HISTORY of the ROYAL OAK COMPETITION


The competition was established in 1993 with the purpose of recognizing and encouraging the intellectual and professional development of a promising young architect, landscape architect or designer.  The first competition project, designed by renowned architect Witold Rybczynski, called for the design of a small public library and its garden on a public square for one of three hypothetical small towns in three distinct regions of the US: New England, the Deep South and the Southwest.

Laurie D. Olin who is a former Chairman of the Department of Landscape Architecture of the Graduate School of Design, Harvard University, designed the second competition project in 1995. This program called for the design of a hospice by integrating a small civic building, garden and grounds into a community for the terminally ill.

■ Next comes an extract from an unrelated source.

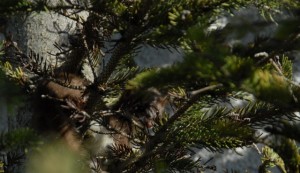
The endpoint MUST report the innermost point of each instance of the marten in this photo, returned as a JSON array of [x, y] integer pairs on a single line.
[[55, 101]]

The 1997 competition was designed by New York interior designers David Anthony Easton and William Brockschmidt.  The applicants were required to design a “Royal Oak Foundation Center for the Study of Conservation” housed in the Gate Lodge at the Swain’s Lane Entrance to Waterlow Park adjacent to Highgate Cemetery in Camden.  The vacant Gate Lodge is an actual building that is categorized by English Heritage as being “at risk”.

The 1999 competition project was designed by Chicago architect Paul Steinbrecher and required applicants to design a small museum in a former industrial zone of a mid-sized city.

The next Royal Oak architectural competition will be held in 2001.